See the log schema for more information on the audit log fields.

Note: the actionParams field is different for each audited action. To understand what information is present in this field for a given action, query the data lake for audit logs for the given action and use the results to inform how you write detections for that action.

Test the Detection

In the How to create a new Detection for audit logs section above, you defined your Detection and clicked {} Create Test to begin the process of testing.

In these steps, you will generate test data against the action you wrote a Detection for. In the example, we defined a Detection to check for the action of deleting a Detection in the Panther Console.

  1. In a separate browser tab, open your Panther Console. Create test data relating to the action you wrote a Detection for.

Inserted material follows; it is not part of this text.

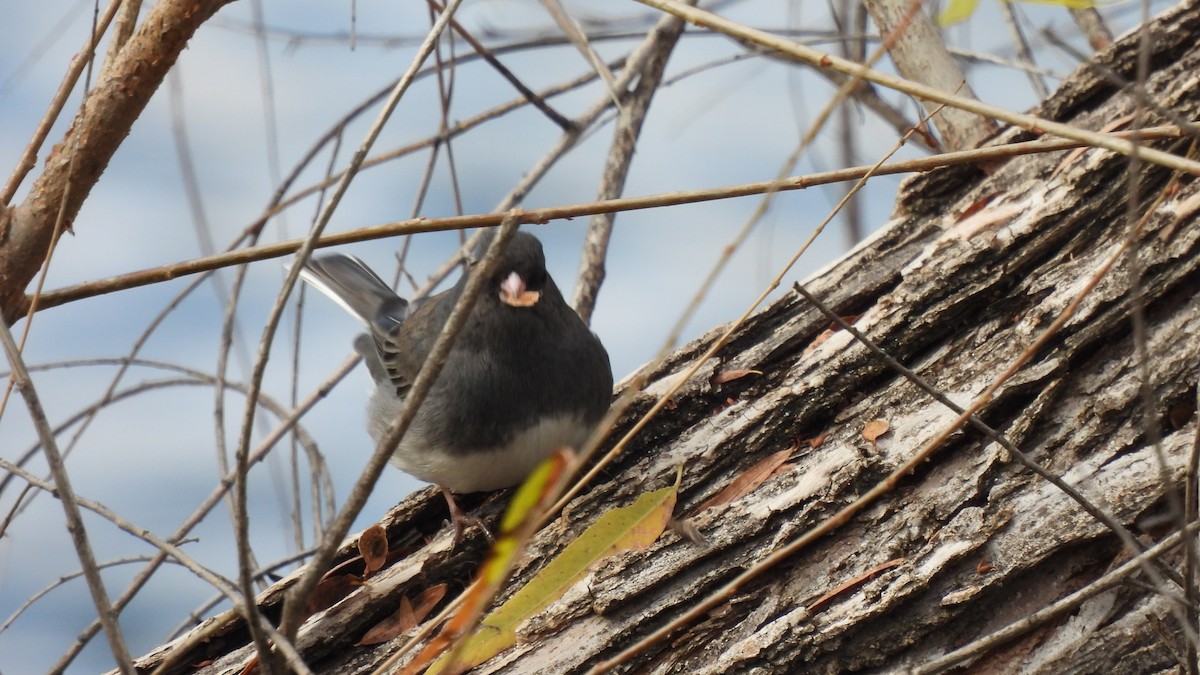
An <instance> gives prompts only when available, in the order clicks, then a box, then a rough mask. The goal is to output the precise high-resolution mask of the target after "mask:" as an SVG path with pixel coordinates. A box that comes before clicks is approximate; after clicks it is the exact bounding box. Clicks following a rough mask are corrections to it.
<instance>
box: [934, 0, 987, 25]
mask: <svg viewBox="0 0 1200 675" xmlns="http://www.w3.org/2000/svg"><path fill="white" fill-rule="evenodd" d="M978 6H979V0H950V1H949V2H947V4H946V8H944V10H942V13H941V14H937V25H941V26H948V25H954V24H956V23H959V22H965V20H967V19H970V18H971V14H973V13H974V11H976V7H978Z"/></svg>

    • In the example above, we defined a Detection to check for the action of deleting a Detection in the Panther Console. For this example, you would follow these steps:

      1. Navigate to Build > Detections.

      2. Create a test Detection.

      3. After successfully creating the Detection, delete it.

  2. In the left sidebar, click Investigate > Data Explorer.

  3. Execute a query to find the audit log for the action you are testing against.

    • Based on our example, we will use the following query to check for the recently deleted Detection:

      SELECT * FROM panther_logs.panther_audit WHERE actionName = 'DELETE_DETECTION'
      ORDER BY timestamp DESC
      LIMIT 1;
    • If no results are returned, wait a few minutes and retry.

  4. Copy the JSON object in Data Explorer representing this log. Navigate back to the audit log Detection you defined, then paste the JSON object into the Test text editor.

  5. Click Save in the upper right side of the page.

You have now written a detection using Panther audit logs!